I wish I could say I love my job..
How the guys in blue that work for our modern emergency response teams can go thru life, and remain sane is one of the bigger questions of life. Imagine all the shit they see at work.
I really wish I could say I love my job. But I don’t. It is not me. But today [at least] it got exciting when some poor woman collapsed just two meters away from where I was standing.
Too sad the only excitement at work should be on someone else being unlucky and getting seriously ill.
What intrigues me the most when things like this happen is how people react. If they react that is.
Some people just stand still and do nothing.
Others run around like chickens without heads.
Others sneak away trying to not get involved.
Myself? I get surprisingly focused and quick thinking.
So I call for my bosses: we have a serious emergency at my location please call an ambulance.
And this is where the drama really begins. We actually made that phone call twice!
For sure it can be that ambulances are far away and or busy with something else.
But to have to wait for nearly 40 minutes for them to respond to a person with a really serious condition doesn’t feel right.
I just hope she’ll be ok. Being an ex aviator I also wish we had some kind of debriefing.
Like the one I had with the good doctor in the link I dropped above. Cause everybody react different on things like this. Everybody are not strong enough to just shake real life drama and trauma of their shoulders.

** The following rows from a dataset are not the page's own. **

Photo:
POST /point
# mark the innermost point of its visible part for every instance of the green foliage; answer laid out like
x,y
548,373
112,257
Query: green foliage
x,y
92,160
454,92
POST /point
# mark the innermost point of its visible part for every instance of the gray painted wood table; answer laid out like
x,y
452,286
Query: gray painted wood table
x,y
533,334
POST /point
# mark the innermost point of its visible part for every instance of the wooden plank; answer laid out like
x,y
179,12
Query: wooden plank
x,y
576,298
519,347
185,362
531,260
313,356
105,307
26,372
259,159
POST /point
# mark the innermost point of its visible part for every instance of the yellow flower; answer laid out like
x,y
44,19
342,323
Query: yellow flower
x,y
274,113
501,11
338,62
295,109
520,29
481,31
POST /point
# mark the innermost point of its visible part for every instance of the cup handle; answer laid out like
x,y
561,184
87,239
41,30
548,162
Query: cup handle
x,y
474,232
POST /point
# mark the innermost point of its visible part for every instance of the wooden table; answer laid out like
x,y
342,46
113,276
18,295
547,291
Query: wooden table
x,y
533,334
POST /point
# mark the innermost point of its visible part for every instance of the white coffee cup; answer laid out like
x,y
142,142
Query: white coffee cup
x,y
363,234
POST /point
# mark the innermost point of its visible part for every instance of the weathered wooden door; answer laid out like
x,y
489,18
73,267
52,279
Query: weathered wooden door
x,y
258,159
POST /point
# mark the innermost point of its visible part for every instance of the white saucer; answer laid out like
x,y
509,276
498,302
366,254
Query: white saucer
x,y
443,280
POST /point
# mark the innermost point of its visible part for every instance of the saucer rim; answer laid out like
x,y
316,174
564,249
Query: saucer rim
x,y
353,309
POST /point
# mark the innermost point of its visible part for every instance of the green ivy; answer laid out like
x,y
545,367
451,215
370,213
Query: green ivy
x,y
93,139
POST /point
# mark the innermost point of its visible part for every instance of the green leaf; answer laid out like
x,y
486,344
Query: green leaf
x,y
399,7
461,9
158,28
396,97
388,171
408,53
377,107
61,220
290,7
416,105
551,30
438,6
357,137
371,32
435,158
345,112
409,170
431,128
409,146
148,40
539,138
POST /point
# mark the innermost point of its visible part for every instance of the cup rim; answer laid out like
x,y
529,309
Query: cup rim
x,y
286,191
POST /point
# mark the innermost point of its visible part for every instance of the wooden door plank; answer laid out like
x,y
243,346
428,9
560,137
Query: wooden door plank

How the guys in blue that work for our modern emergency response teams can go thru life, and remain sane is one of the bigger questions of life. Imagine all the shit they see at work.
Everyday.
Day in, day out.
Year in, year out.
I said it before, and will stick to it. The men and women in blue are real life heroes.
And for me, I am not much of a hero.
I go to work, I do the things I am expected to do.
No more, no less.
But, I have a dream. Part of the dream is why I am writing my blog. My dream is to reclaim my career in media.
Not as much as the photographer I used to be that was writing on the side. But the other way around, as in becoming a writer with photography on the side.
I am also sketching on a podcast series for another project of mine. On paper it feels like a good idea. How to execute it feels like a complete other story. I am also thinking of connecting a smaller podcast to Saving Memories.